Scientists have found that magnetic interference with the brain makes it impossible to lie, a discovery they say could be the most effective way to extract information from crime suspects unwilling to tell the truth.
Estonian researchers found that stimulating part of the front brain with magnets alters the simplicity of lying.
The team found that when magnets were applied to either the right or left side of the dorsolateral prefrontal cortex, found directly behind the forehead, it makes a person to lie or tell the truth, depending on which side was stimulated. However, magnetic interference directed at another part of the brain, the parietal lobe, was found to have no impact on the people's decision-making , the researchers said.

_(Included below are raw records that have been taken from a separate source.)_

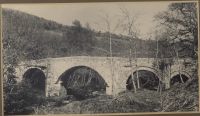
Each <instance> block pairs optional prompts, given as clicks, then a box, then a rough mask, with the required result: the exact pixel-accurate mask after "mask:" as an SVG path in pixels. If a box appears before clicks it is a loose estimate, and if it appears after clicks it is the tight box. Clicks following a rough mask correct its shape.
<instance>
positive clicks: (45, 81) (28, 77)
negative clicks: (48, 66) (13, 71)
mask: <svg viewBox="0 0 200 116" xmlns="http://www.w3.org/2000/svg"><path fill="white" fill-rule="evenodd" d="M22 77H23V78H22V79H23V81H25V82H27V83H28V84H30V86H31V88H33V89H35V90H37V91H40V92H41V93H42V94H44V95H45V87H46V85H45V84H46V76H45V73H44V72H43V71H42V70H41V69H40V68H36V67H31V68H28V69H27V70H26V71H25V72H24V74H23V76H22Z"/></svg>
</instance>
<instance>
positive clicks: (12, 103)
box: [4, 82, 45, 114]
mask: <svg viewBox="0 0 200 116" xmlns="http://www.w3.org/2000/svg"><path fill="white" fill-rule="evenodd" d="M9 88H12V92H11V91H8V90H9ZM4 89H5V90H7V91H5V93H4V94H5V95H4V104H5V105H4V111H5V112H4V113H5V114H29V113H31V112H32V111H33V106H38V105H42V104H43V103H45V102H44V101H45V96H44V95H43V94H42V93H41V91H39V90H35V89H33V88H31V87H30V85H28V84H26V83H24V82H21V83H19V84H16V85H11V86H5V88H4Z"/></svg>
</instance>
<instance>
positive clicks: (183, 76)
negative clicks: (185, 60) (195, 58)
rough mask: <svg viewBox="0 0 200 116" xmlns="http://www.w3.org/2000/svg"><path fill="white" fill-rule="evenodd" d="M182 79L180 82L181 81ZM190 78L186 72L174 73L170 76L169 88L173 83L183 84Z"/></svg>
mask: <svg viewBox="0 0 200 116" xmlns="http://www.w3.org/2000/svg"><path fill="white" fill-rule="evenodd" d="M181 77H182V80H181ZM190 78H191V76H190V75H189V74H188V73H187V72H186V71H181V72H179V71H175V72H173V73H172V74H171V77H170V86H173V85H174V84H175V83H182V81H183V83H185V82H186V81H188V80H189V79H190Z"/></svg>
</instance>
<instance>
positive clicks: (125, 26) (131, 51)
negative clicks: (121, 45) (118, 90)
mask: <svg viewBox="0 0 200 116" xmlns="http://www.w3.org/2000/svg"><path fill="white" fill-rule="evenodd" d="M121 12H122V15H123V17H124V22H123V23H124V24H122V25H123V27H124V30H126V31H127V33H128V35H129V41H130V44H129V45H130V46H129V48H130V49H129V63H130V67H131V79H132V83H133V87H134V91H135V92H137V89H136V84H135V79H134V76H133V62H132V58H133V49H134V56H135V57H134V59H135V67H136V79H137V88H140V81H139V77H138V70H137V49H136V48H137V46H136V42H134V41H133V40H134V39H137V35H138V30H137V29H136V28H135V22H136V15H135V16H132V15H131V14H130V13H129V12H128V10H127V9H125V8H121ZM133 42H134V43H133ZM132 45H134V48H133V47H132Z"/></svg>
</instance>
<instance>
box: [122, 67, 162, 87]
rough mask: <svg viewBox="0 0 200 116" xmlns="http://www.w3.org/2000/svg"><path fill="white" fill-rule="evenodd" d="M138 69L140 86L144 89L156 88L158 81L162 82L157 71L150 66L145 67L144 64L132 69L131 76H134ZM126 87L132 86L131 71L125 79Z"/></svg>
mask: <svg viewBox="0 0 200 116" xmlns="http://www.w3.org/2000/svg"><path fill="white" fill-rule="evenodd" d="M137 71H138V76H139V81H140V86H141V87H143V88H146V89H150V90H157V89H158V88H157V87H158V85H159V83H160V82H161V83H162V80H161V79H160V75H159V72H158V71H157V70H156V69H154V68H152V67H146V66H140V67H137V68H134V69H133V72H132V73H133V76H134V77H136V75H137V74H136V73H137ZM134 81H135V83H136V86H137V85H138V83H137V81H136V78H135V80H134ZM126 88H127V89H128V90H130V89H133V86H132V78H131V73H130V74H129V77H128V79H127V81H126Z"/></svg>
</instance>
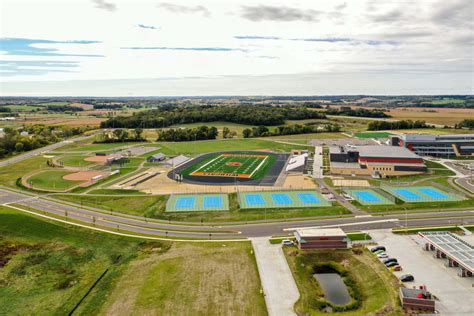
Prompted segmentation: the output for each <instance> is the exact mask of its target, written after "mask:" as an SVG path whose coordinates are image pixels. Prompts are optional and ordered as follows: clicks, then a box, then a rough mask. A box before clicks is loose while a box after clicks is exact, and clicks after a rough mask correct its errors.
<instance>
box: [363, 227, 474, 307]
mask: <svg viewBox="0 0 474 316" xmlns="http://www.w3.org/2000/svg"><path fill="white" fill-rule="evenodd" d="M370 235H371V236H372V238H374V240H375V241H377V242H379V243H380V244H382V245H384V246H386V247H387V253H388V254H389V256H390V257H394V258H397V259H398V261H399V262H400V265H401V266H402V267H403V271H401V272H395V274H396V275H397V276H398V277H400V276H401V275H403V274H407V273H409V274H413V276H414V277H415V282H411V283H407V284H406V285H407V286H410V287H411V286H415V285H417V286H418V285H426V286H427V287H428V291H430V292H431V293H433V294H434V295H436V297H438V298H439V301H436V309H437V310H438V311H439V312H440V314H441V315H474V299H473V298H474V288H473V287H472V278H460V277H458V276H457V272H458V269H457V268H448V267H445V266H444V263H445V260H442V259H435V258H433V253H432V252H427V251H424V250H422V245H423V244H424V243H423V240H422V239H421V238H420V237H419V236H417V235H414V236H402V235H395V234H392V233H391V231H389V230H388V231H387V230H385V231H373V232H370ZM427 267H429V268H427Z"/></svg>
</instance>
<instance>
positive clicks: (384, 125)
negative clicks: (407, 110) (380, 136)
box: [367, 120, 430, 131]
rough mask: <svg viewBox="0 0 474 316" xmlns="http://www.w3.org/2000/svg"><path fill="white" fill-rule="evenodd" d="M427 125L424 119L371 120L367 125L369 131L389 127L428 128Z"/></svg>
mask: <svg viewBox="0 0 474 316" xmlns="http://www.w3.org/2000/svg"><path fill="white" fill-rule="evenodd" d="M428 127H430V126H429V125H427V124H426V122H425V121H412V120H402V121H395V122H389V121H373V122H370V123H369V124H368V126H367V130H369V131H383V130H390V129H413V128H428Z"/></svg>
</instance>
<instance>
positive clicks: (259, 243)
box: [251, 237, 300, 316]
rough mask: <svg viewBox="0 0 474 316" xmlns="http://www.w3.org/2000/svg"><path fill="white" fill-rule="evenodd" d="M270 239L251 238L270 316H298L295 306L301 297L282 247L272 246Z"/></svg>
mask: <svg viewBox="0 0 474 316" xmlns="http://www.w3.org/2000/svg"><path fill="white" fill-rule="evenodd" d="M268 238H269V237H259V238H251V241H252V245H253V249H254V251H255V257H256V259H257V266H258V272H259V273H260V279H261V281H262V287H263V291H264V293H265V302H266V304H267V310H268V315H270V316H286V315H296V314H295V312H294V311H293V305H294V304H295V303H296V301H297V300H298V298H299V297H300V293H299V291H298V287H297V286H296V283H295V280H294V279H293V275H292V274H291V271H290V268H289V267H288V263H287V262H286V258H285V255H284V254H283V250H282V249H281V245H279V244H278V245H272V244H270V242H269V241H268Z"/></svg>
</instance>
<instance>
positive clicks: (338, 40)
mask: <svg viewBox="0 0 474 316" xmlns="http://www.w3.org/2000/svg"><path fill="white" fill-rule="evenodd" d="M291 40H292V41H302V42H327V43H338V42H352V41H354V39H351V38H345V37H326V38H292V39H291Z"/></svg>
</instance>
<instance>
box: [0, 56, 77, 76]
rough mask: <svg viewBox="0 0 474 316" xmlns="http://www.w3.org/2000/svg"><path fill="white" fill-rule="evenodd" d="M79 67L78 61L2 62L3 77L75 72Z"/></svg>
mask: <svg viewBox="0 0 474 316" xmlns="http://www.w3.org/2000/svg"><path fill="white" fill-rule="evenodd" d="M78 66H79V62H76V61H37V60H16V61H6V60H0V74H1V75H2V76H8V77H13V76H20V75H36V76H37V75H45V74H48V73H52V72H56V73H61V72H62V73H67V72H75V71H73V70H71V69H72V68H76V67H78Z"/></svg>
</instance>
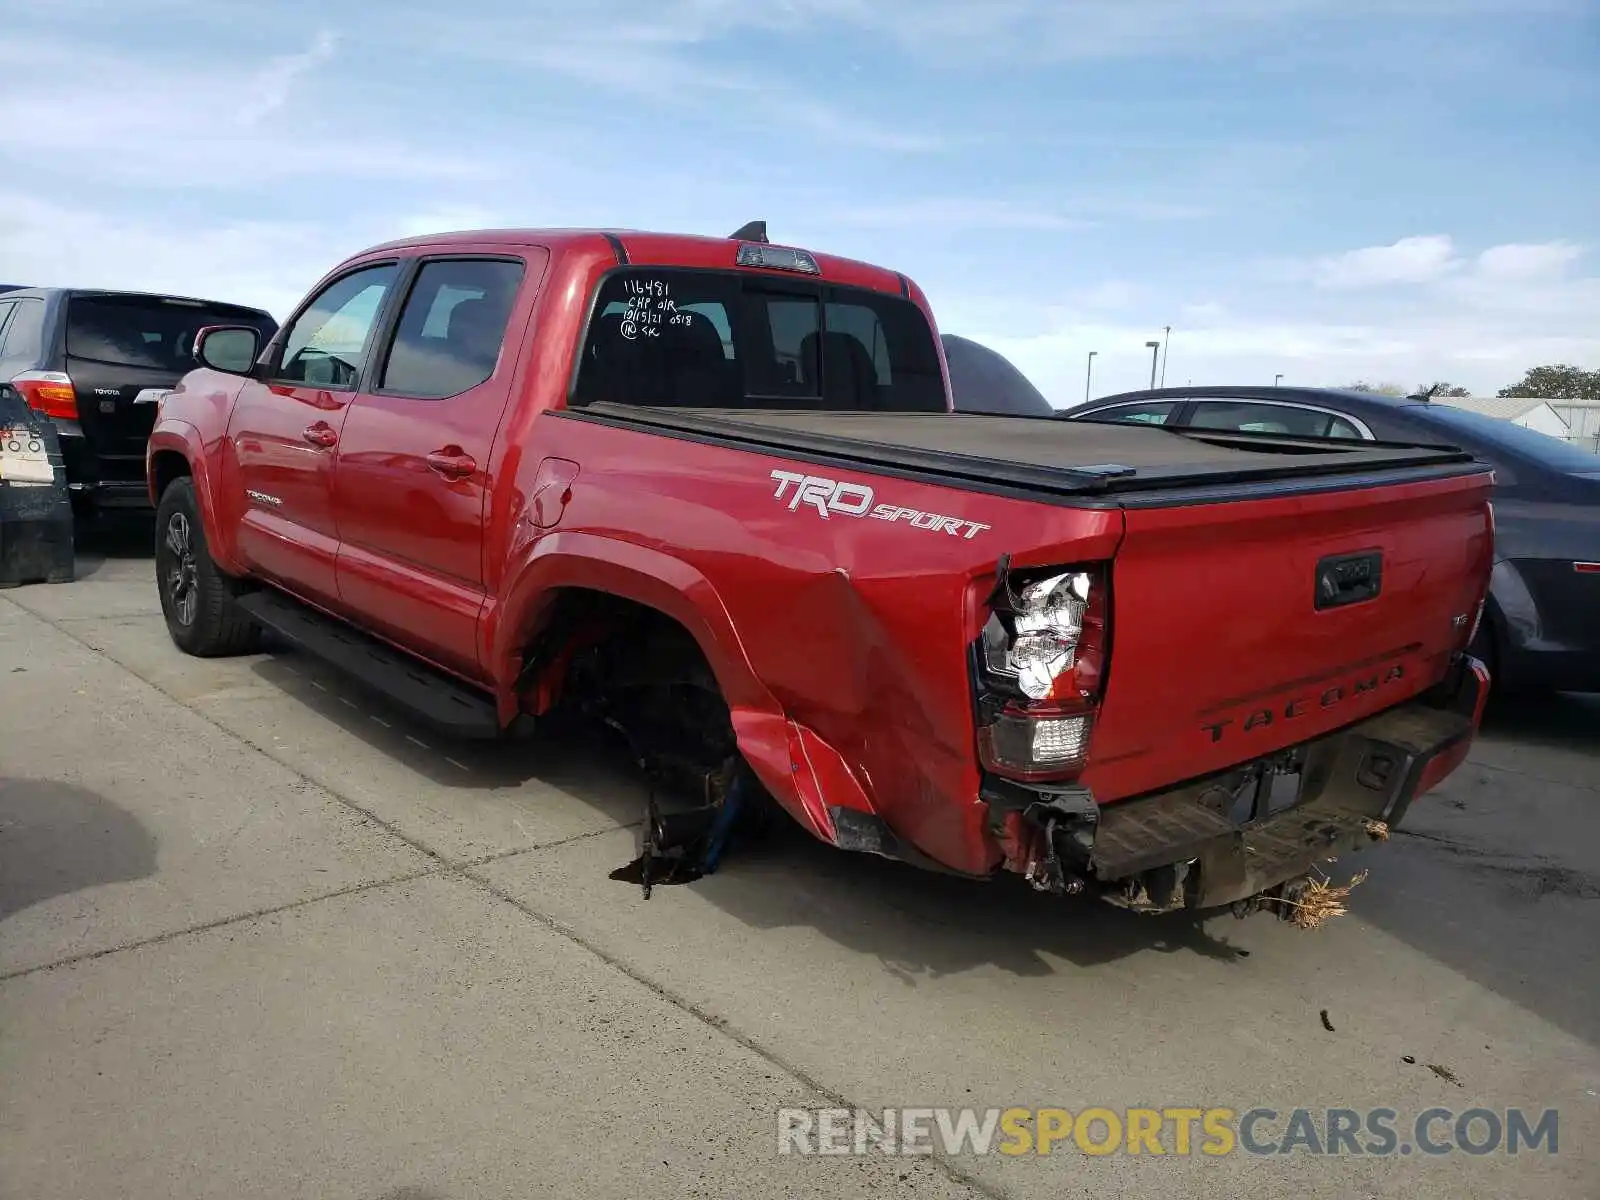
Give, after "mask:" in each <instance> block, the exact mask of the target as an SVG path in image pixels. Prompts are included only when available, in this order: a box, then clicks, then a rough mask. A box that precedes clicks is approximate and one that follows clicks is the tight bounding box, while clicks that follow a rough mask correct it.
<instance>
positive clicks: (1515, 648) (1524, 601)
mask: <svg viewBox="0 0 1600 1200" xmlns="http://www.w3.org/2000/svg"><path fill="white" fill-rule="evenodd" d="M1066 416H1069V418H1072V419H1074V421H1134V422H1142V424H1160V426H1166V427H1170V429H1222V430H1254V432H1261V434H1278V435H1285V434H1288V435H1294V437H1317V438H1342V440H1378V442H1413V443H1414V442H1432V443H1438V445H1456V446H1462V448H1466V450H1469V451H1472V454H1475V456H1477V458H1480V459H1483V461H1485V462H1488V464H1491V466H1493V467H1494V477H1496V493H1494V539H1496V555H1494V574H1493V581H1491V584H1490V603H1488V606H1486V611H1485V619H1483V622H1482V624H1480V626H1478V630H1477V638H1475V642H1474V654H1477V656H1478V658H1482V659H1483V661H1485V662H1488V664H1490V669H1491V672H1493V675H1494V678H1496V683H1498V685H1502V686H1507V688H1515V690H1560V691H1600V616H1597V614H1600V456H1595V454H1592V453H1589V451H1587V450H1581V448H1578V446H1573V445H1568V443H1566V442H1562V440H1558V438H1554V437H1549V435H1546V434H1539V432H1534V430H1531V429H1523V427H1522V426H1514V424H1512V422H1509V421H1501V419H1498V418H1491V416H1483V414H1482V413H1472V411H1469V410H1464V408H1451V406H1450V405H1448V403H1445V402H1427V400H1422V398H1421V397H1406V398H1395V397H1387V395H1371V394H1368V392H1347V390H1338V389H1322V387H1168V389H1157V390H1144V392H1123V394H1120V395H1107V397H1101V398H1098V400H1093V402H1090V403H1086V405H1080V406H1078V408H1072V410H1069V411H1067V413H1066Z"/></svg>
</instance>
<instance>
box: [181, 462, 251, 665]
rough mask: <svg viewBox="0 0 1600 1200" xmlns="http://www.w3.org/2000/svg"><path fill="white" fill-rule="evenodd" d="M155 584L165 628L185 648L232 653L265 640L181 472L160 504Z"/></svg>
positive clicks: (243, 650) (194, 493) (188, 480)
mask: <svg viewBox="0 0 1600 1200" xmlns="http://www.w3.org/2000/svg"><path fill="white" fill-rule="evenodd" d="M155 586H157V590H158V592H160V597H162V616H165V618H166V632H168V634H170V635H171V638H173V645H176V646H178V648H179V650H181V651H184V653H186V654H194V656H195V658H227V656H230V654H248V653H251V651H253V650H256V648H258V646H259V645H261V626H258V624H256V622H254V621H251V619H250V616H248V614H245V613H243V611H240V608H238V605H237V603H235V600H234V598H235V595H237V584H235V582H234V581H232V579H229V576H226V574H222V571H221V570H219V568H218V565H216V563H214V562H213V560H211V552H210V550H208V547H206V541H205V526H203V525H202V522H200V506H198V502H197V501H195V485H194V480H192V478H187V477H186V478H176V480H173V482H171V483H170V485H168V486H166V491H163V493H162V502H160V504H158V506H157V509H155Z"/></svg>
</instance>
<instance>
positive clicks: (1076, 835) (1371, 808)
mask: <svg viewBox="0 0 1600 1200" xmlns="http://www.w3.org/2000/svg"><path fill="white" fill-rule="evenodd" d="M1486 696H1488V672H1486V670H1485V669H1483V664H1482V662H1478V661H1477V659H1470V658H1462V659H1461V661H1459V662H1458V664H1456V666H1454V667H1453V669H1451V674H1450V677H1446V680H1445V682H1443V683H1440V685H1438V686H1435V688H1434V690H1430V691H1429V693H1424V694H1422V696H1419V698H1416V699H1414V701H1411V702H1408V704H1403V706H1398V707H1395V709H1389V710H1387V712H1381V714H1378V715H1374V717H1370V718H1366V720H1363V722H1360V723H1357V725H1352V726H1347V728H1344V730H1341V731H1338V733H1334V734H1330V736H1326V738H1320V739H1317V741H1312V742H1306V744H1302V746H1296V747H1290V749H1288V750H1283V752H1280V754H1275V755H1272V757H1269V758H1262V760H1258V762H1253V763H1245V765H1242V766H1238V768H1234V770H1232V771H1227V773H1224V774H1219V776H1210V778H1205V779H1197V781H1190V782H1186V784H1182V786H1179V787H1173V789H1168V790H1165V792H1157V794H1154V795H1146V797H1139V798H1136V800H1126V802H1118V803H1110V805H1096V803H1094V800H1093V797H1091V795H1088V792H1086V790H1083V789H1070V787H1062V789H1053V790H1050V792H1045V790H1035V789H1022V787H1018V786H1014V784H1000V782H992V784H990V786H987V787H986V792H984V798H986V800H987V802H989V805H990V821H992V827H994V830H995V834H997V835H998V837H1000V840H1002V843H1003V845H1008V864H1006V866H1008V867H1010V869H1013V870H1019V872H1021V874H1024V875H1026V877H1027V878H1029V882H1030V883H1034V886H1037V888H1040V890H1045V891H1062V893H1077V891H1093V893H1098V894H1101V896H1102V898H1104V899H1107V901H1110V902H1114V904H1118V906H1123V907H1130V909H1136V910H1141V912H1168V910H1173V909H1216V907H1224V906H1230V904H1237V902H1240V901H1248V899H1250V898H1253V896H1259V894H1261V893H1264V891H1269V890H1272V888H1275V886H1278V885H1282V883H1286V882H1290V880H1296V878H1299V877H1304V875H1306V874H1307V872H1310V870H1312V869H1314V867H1315V866H1318V864H1322V862H1326V861H1330V859H1333V858H1339V856H1341V854H1347V853H1350V851H1355V850H1360V848H1363V846H1366V845H1371V843H1373V842H1381V840H1384V838H1386V837H1387V832H1389V830H1390V829H1394V827H1397V826H1398V824H1400V822H1402V821H1403V819H1405V814H1406V810H1408V808H1410V805H1411V802H1413V800H1414V798H1416V797H1418V795H1422V794H1424V792H1427V790H1430V789H1432V787H1435V786H1437V784H1438V782H1440V781H1443V779H1445V778H1446V776H1448V774H1450V773H1451V771H1453V770H1454V768H1456V766H1459V765H1461V762H1462V760H1464V758H1466V755H1467V750H1469V749H1470V746H1472V739H1474V734H1475V733H1477V726H1478V722H1480V720H1482V714H1483V702H1485V699H1486Z"/></svg>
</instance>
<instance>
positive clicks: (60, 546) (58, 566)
mask: <svg viewBox="0 0 1600 1200" xmlns="http://www.w3.org/2000/svg"><path fill="white" fill-rule="evenodd" d="M74 576H75V560H74V544H72V499H70V496H69V493H67V469H66V462H64V461H62V458H61V440H59V438H58V437H56V426H54V422H51V421H50V418H45V416H40V414H38V413H35V411H34V410H30V408H29V406H27V403H26V402H24V400H22V397H21V395H19V394H18V392H16V389H13V387H8V386H3V384H0V587H18V586H19V584H32V582H48V584H67V582H72V579H74Z"/></svg>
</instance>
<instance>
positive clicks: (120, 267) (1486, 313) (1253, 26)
mask: <svg viewBox="0 0 1600 1200" xmlns="http://www.w3.org/2000/svg"><path fill="white" fill-rule="evenodd" d="M5 27H6V35H5V40H3V43H0V114H5V115H3V118H0V280H5V282H22V283H74V285H93V286H139V288H152V290H179V291H187V293H192V294H208V296H214V298H222V299H242V301H254V302H259V304H264V306H267V307H269V309H272V310H274V312H275V314H277V315H278V317H283V315H286V312H288V309H290V307H291V306H293V304H294V301H296V299H298V298H299V294H301V293H302V291H304V290H306V288H307V286H309V285H310V283H312V282H314V280H315V278H317V277H318V275H320V274H322V272H323V270H326V269H328V267H330V266H333V264H334V262H336V261H338V259H339V258H342V256H344V254H349V253H354V251H355V250H360V248H362V246H365V245H370V243H373V242H379V240H384V238H387V237H394V235H398V234H413V232H427V230H437V229H462V227H482V226H501V224H512V226H546V224H560V226H592V224H598V226H627V227H653V229H675V230H686V232H709V234H728V232H731V230H733V229H734V227H738V226H741V224H744V222H746V221H749V219H754V218H763V219H766V221H768V224H770V229H771V234H773V237H774V240H782V242H792V243H797V245H805V246H811V248H814V250H824V251H830V253H842V254H850V256H856V258H866V259H870V261H877V262H883V264H886V266H891V267H896V269H901V270H904V272H907V274H909V275H912V277H915V278H917V280H918V282H920V283H922V285H923V286H925V288H926V290H928V293H930V296H931V299H933V302H934V309H936V314H938V318H939V323H941V328H944V330H947V331H952V333H963V334H966V336H971V338H978V339H979V341H984V342H987V344H990V346H995V347H997V349H1000V350H1002V352H1005V354H1006V355H1010V357H1011V358H1013V360H1014V362H1016V363H1018V365H1019V366H1022V370H1024V371H1027V373H1029V374H1030V376H1032V378H1034V379H1035V382H1038V386H1040V387H1042V389H1043V390H1045V392H1046V395H1050V397H1051V398H1053V400H1054V402H1056V403H1059V405H1069V403H1075V402H1078V400H1082V397H1083V365H1085V358H1086V354H1088V352H1090V350H1098V358H1096V379H1094V392H1096V394H1102V392H1109V390H1118V389H1126V387H1138V386H1142V384H1146V382H1147V381H1149V352H1147V350H1146V349H1144V342H1146V341H1147V339H1150V338H1160V336H1162V326H1165V325H1171V326H1173V334H1171V347H1170V360H1168V376H1166V378H1168V382H1170V384H1171V382H1179V384H1182V382H1187V381H1190V379H1192V381H1194V382H1202V381H1205V382H1242V381H1251V382H1254V381H1261V382H1270V381H1272V376H1274V374H1277V373H1283V374H1285V379H1286V381H1291V382H1306V384H1344V382H1350V381H1354V379H1358V378H1363V379H1371V381H1394V382H1402V384H1418V382H1424V381H1427V379H1435V378H1448V379H1453V381H1456V382H1462V384H1467V386H1470V387H1472V389H1474V390H1480V392H1491V390H1493V389H1496V387H1499V386H1502V384H1506V382H1510V381H1514V379H1515V378H1520V374H1522V371H1523V370H1525V368H1526V366H1531V365H1534V363H1541V362H1558V360H1565V362H1578V363H1582V365H1586V366H1590V368H1600V200H1597V197H1600V3H1597V0H1389V2H1382V0H1187V2H1182V0H1077V2H1074V0H1054V2H1051V0H773V2H770V3H760V0H742V3H736V2H734V0H654V3H650V2H648V0H640V2H637V3H613V0H592V2H590V3H555V2H554V0H520V2H518V0H461V2H459V3H456V5H438V3H418V2H416V0H392V2H389V3H374V2H373V0H363V2H357V0H317V2H314V3H312V2H306V0H274V3H272V5H261V3H259V0H251V3H242V2H238V0H203V3H202V2H198V0H118V2H117V3H112V2H110V0H106V2H104V3H101V2H96V0H8V3H6V18H5Z"/></svg>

"Spontaneous choice to lie more or less can be influenced by brain stimulation," study researchers Inga Karton and Talis Bachmann were quoted as saying by the Daily Mail.
For their study, published in the journal Behavioural Brain Research, the researchers recruited a small group of 16 volunteers who were given coloured disks. Then, half of them were given magnetic stimulation on the right side of their prefrontal cortex, half on the left. They then had two options: to lie about what colour their disks were, or tell the truth. Results showed that the volunteers who had their left DPC stimulated lied more often, while the ones with the right DPC stimulated were more likely to tell the truth.
The experiment was repeated while a different brain region — the parietal lobe — was stimulated and it produced no effect, the researchers said.